Editorial: Korean Media Uninterested in New Zealand Spying Revelations

Image: Flicke User - Republic of Korea

By John Power

Local coverage surprisingly overlooks some serious espionage allegations.

On Tuesday, New Zealand Prime Minister John Key wrapped up a three-day visit to South Korea during which he signed a free trade agreement. As might be expected, the South Korean media covered the visit, focusing mainly on the removal of tariffs and New Zealand’s cooperation in denuclearizing North Korea.
But there was one striking omission from the local media coverage: revelations that the New Zealand authorities had spied on a former South Korean trade minister when he was a candidate for the top job at the World Trade Organization.
Within a day of Key’s arrival in Seoul on Sunday, the New Zealand Herald and The Intercept reported that the Government Communications Security Bureau had monitored emails and other Internet traffic referring to the nine candidates for WTO director general in 2013, including South Korea’s Bark Tae-ho.
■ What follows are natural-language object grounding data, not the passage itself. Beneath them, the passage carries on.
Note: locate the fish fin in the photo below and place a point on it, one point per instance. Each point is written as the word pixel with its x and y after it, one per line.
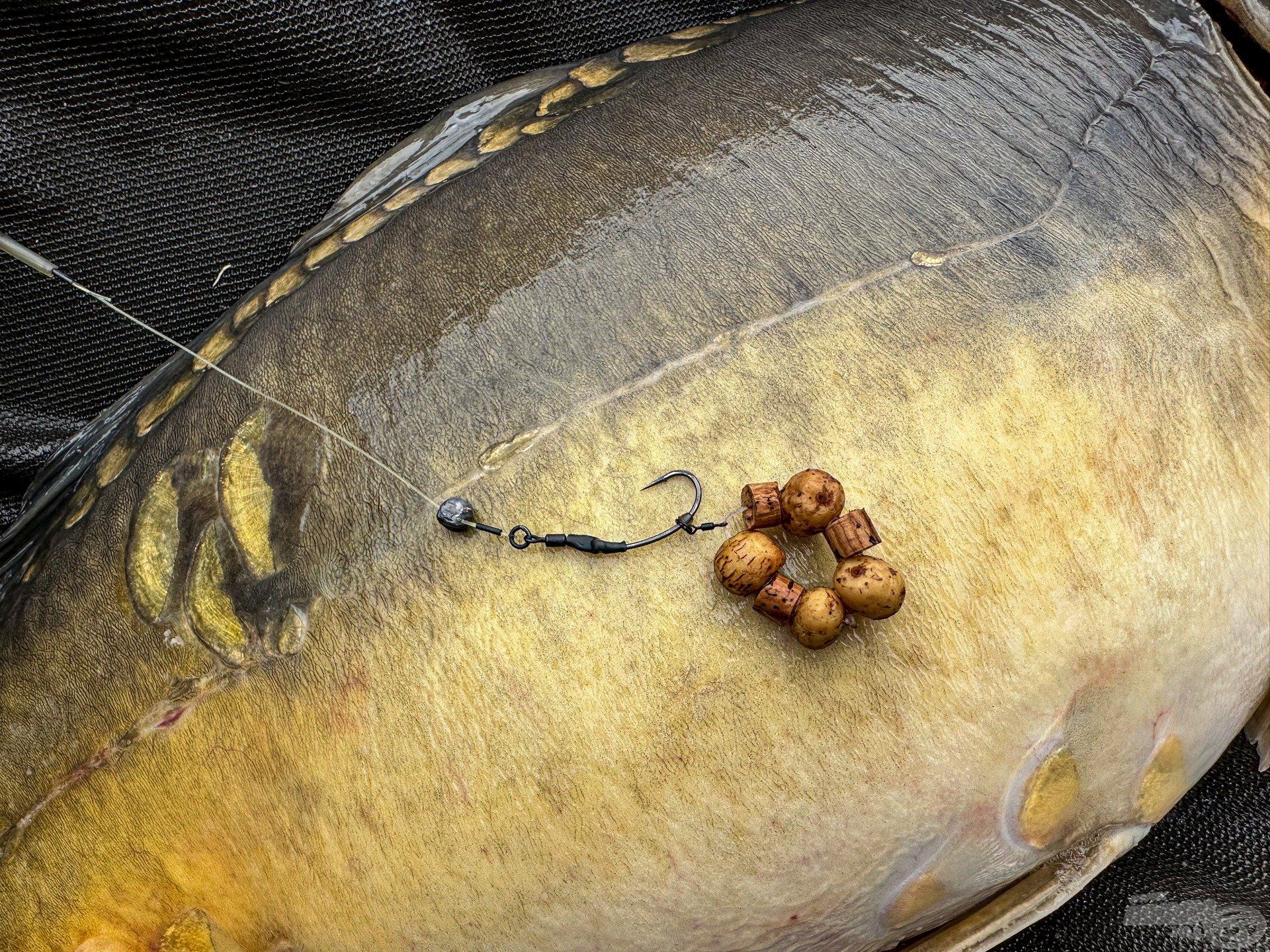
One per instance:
pixel 440 140
pixel 1034 896
pixel 193 931
pixel 73 470
pixel 1259 731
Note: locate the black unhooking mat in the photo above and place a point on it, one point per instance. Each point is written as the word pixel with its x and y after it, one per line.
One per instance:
pixel 146 145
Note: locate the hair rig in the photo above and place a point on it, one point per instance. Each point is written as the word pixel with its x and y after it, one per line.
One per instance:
pixel 749 563
pixel 459 516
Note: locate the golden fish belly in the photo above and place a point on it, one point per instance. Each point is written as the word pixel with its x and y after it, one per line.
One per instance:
pixel 254 677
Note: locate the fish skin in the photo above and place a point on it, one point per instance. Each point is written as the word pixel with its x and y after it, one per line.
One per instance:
pixel 1061 432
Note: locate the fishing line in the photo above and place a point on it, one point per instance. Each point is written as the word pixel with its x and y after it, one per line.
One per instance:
pixel 456 514
pixel 48 270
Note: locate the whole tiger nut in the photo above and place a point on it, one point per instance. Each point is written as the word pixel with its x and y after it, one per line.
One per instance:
pixel 747 561
pixel 810 500
pixel 818 619
pixel 869 587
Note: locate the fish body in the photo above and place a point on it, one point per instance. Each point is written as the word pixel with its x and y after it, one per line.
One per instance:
pixel 1001 270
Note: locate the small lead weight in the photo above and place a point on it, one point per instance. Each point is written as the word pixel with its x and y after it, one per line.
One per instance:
pixel 762 502
pixel 779 598
pixel 851 534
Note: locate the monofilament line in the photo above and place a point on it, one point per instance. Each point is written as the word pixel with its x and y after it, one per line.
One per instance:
pixel 247 386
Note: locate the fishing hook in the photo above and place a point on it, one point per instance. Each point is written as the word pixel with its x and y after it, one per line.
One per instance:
pixel 458 514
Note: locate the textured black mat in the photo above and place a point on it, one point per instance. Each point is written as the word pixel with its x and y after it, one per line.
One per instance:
pixel 146 145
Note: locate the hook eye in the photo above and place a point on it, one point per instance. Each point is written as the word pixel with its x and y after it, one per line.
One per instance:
pixel 521 537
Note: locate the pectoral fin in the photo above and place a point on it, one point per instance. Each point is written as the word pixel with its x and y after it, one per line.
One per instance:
pixel 1034 896
pixel 1259 731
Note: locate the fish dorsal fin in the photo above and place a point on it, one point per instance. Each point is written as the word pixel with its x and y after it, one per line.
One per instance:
pixel 413 158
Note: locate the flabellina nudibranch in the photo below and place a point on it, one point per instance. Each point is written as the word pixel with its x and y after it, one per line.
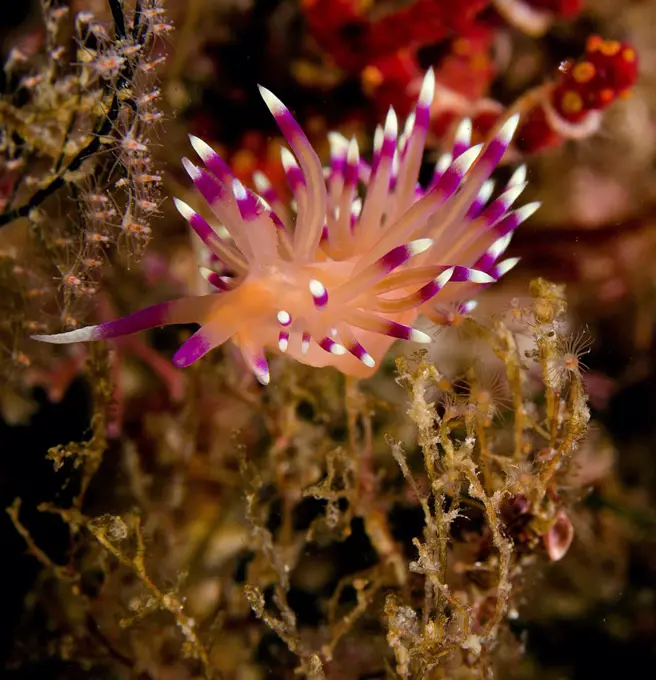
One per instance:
pixel 368 251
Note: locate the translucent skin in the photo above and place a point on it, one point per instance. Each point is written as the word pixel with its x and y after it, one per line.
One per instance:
pixel 366 253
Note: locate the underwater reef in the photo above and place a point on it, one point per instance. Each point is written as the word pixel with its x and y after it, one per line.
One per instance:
pixel 306 389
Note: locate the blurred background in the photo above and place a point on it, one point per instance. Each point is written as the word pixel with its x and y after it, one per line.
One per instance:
pixel 74 249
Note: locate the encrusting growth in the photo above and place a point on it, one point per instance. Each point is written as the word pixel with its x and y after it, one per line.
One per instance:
pixel 350 274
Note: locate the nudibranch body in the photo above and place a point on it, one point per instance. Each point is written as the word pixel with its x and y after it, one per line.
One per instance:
pixel 367 252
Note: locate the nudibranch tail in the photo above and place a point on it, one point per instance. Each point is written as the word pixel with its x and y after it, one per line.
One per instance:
pixel 336 275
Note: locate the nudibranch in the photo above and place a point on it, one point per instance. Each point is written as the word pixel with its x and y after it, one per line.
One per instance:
pixel 365 251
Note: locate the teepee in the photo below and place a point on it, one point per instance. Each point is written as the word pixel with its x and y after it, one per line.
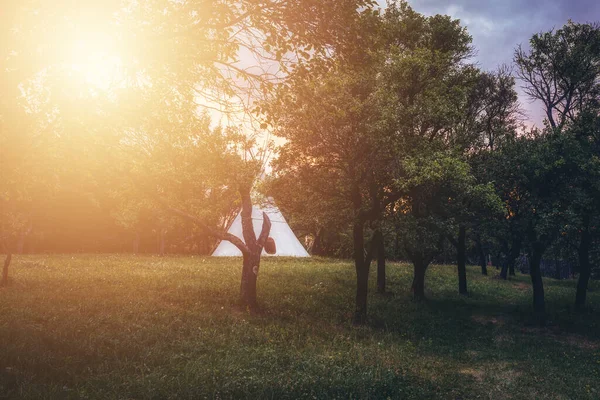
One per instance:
pixel 287 244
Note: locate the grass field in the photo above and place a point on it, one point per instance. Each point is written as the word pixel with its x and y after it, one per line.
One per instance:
pixel 125 327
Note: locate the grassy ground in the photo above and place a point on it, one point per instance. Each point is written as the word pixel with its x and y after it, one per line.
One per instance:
pixel 106 326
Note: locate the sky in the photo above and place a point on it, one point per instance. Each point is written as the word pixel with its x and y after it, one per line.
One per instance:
pixel 498 26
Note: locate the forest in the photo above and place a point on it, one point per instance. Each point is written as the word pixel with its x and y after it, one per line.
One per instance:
pixel 143 128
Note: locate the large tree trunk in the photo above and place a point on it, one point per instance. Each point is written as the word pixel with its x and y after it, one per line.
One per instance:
pixel 584 267
pixel 481 254
pixel 362 273
pixel 4 280
pixel 461 260
pixel 535 259
pixel 380 263
pixel 515 251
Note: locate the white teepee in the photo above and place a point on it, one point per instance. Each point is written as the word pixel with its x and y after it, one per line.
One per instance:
pixel 286 242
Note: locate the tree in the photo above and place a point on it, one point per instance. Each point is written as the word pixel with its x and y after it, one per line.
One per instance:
pixel 562 70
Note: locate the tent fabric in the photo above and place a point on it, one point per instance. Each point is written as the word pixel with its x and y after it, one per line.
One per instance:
pixel 286 241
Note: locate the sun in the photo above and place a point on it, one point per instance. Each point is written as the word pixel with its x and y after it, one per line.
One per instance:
pixel 93 59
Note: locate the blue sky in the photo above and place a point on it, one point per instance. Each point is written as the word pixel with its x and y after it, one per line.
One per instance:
pixel 498 27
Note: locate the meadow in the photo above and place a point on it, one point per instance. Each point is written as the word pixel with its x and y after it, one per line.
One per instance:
pixel 143 327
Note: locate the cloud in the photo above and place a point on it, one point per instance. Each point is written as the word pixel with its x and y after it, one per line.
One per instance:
pixel 498 27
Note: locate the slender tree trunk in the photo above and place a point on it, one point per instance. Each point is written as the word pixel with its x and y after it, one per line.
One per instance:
pixel 418 286
pixel 584 268
pixel 362 274
pixel 136 243
pixel 161 242
pixel 515 251
pixel 481 253
pixel 250 268
pixel 380 263
pixel 535 259
pixel 7 260
pixel 23 238
pixel 317 247
pixel 461 260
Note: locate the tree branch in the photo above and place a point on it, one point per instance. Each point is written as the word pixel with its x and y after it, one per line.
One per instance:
pixel 237 242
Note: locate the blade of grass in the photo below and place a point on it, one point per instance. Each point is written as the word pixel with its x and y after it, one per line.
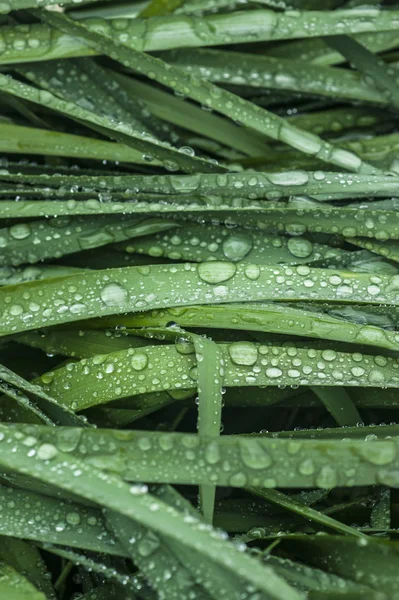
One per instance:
pixel 381 76
pixel 131 289
pixel 310 514
pixel 58 237
pixel 15 586
pixel 112 493
pixel 255 461
pixel 271 318
pixel 278 74
pixel 339 403
pixel 18 139
pixel 161 33
pixel 212 96
pixel 210 367
pixel 25 558
pixel 120 131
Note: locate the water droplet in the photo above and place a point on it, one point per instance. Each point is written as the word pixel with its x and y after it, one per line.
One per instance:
pixel 47 452
pixel 326 478
pixel 114 294
pixel 73 518
pixel 253 455
pixel 237 246
pixel 300 247
pixel 139 361
pixel 378 453
pixel 216 272
pixel 252 272
pixel 243 353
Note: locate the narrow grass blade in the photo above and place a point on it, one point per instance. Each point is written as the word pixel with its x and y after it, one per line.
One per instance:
pixel 167 32
pixel 345 561
pixel 18 139
pixel 25 558
pixel 278 74
pixel 210 367
pixel 157 8
pixel 288 503
pixel 381 513
pixel 255 461
pixel 131 289
pixel 75 384
pixel 15 586
pixel 214 97
pixel 14 275
pixel 316 51
pixel 339 403
pixel 146 549
pixel 255 185
pixel 59 237
pixel 51 520
pixel 80 343
pixel 381 76
pixel 45 403
pixel 272 318
pixel 120 131
pixel 90 483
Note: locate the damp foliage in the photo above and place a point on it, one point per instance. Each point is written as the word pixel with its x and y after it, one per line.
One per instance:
pixel 199 300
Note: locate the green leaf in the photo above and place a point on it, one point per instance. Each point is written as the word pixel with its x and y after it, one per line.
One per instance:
pixel 212 96
pixel 16 587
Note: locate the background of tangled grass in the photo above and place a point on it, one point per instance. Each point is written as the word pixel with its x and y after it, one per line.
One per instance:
pixel 199 248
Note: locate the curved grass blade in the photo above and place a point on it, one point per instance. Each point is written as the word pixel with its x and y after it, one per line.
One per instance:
pixel 210 368
pixel 157 8
pixel 255 461
pixel 95 565
pixel 253 185
pixel 339 403
pixel 381 76
pixel 110 492
pixel 18 139
pixel 80 343
pixel 201 243
pixel 15 586
pixel 26 559
pixel 271 318
pixel 364 432
pixel 388 248
pixel 46 405
pixel 152 554
pixel 310 514
pixel 189 116
pixel 13 276
pixel 7 7
pixel 133 289
pixel 381 514
pixel 52 520
pixel 279 74
pixel 317 581
pixel 54 238
pixel 87 84
pixel 25 409
pixel 120 131
pixel 376 557
pixel 213 97
pixel 316 51
pixel 161 33
pixel 104 378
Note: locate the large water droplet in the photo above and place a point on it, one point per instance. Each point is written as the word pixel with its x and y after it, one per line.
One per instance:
pixel 236 247
pixel 216 272
pixel 114 294
pixel 243 353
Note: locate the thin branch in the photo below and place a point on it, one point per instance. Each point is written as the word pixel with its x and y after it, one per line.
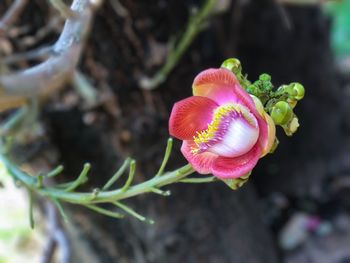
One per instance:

The reports alleged that the GCSB had used the NSA’s XKEYSCORE eavesdropping program to look at the communications in an apparent attempt to secure the job for the New Zealand candidate, Tim Groser. The reports referred to a secret XKEYSCORE document in support of  the claims.
But in South Korea, news outlets almost completely ignored the revelations, even as they coincided with the prime minister’s visit. No major local media outlet made any reference to the spying angle. The only apparent mention came at the bottom of a single article on one local news site.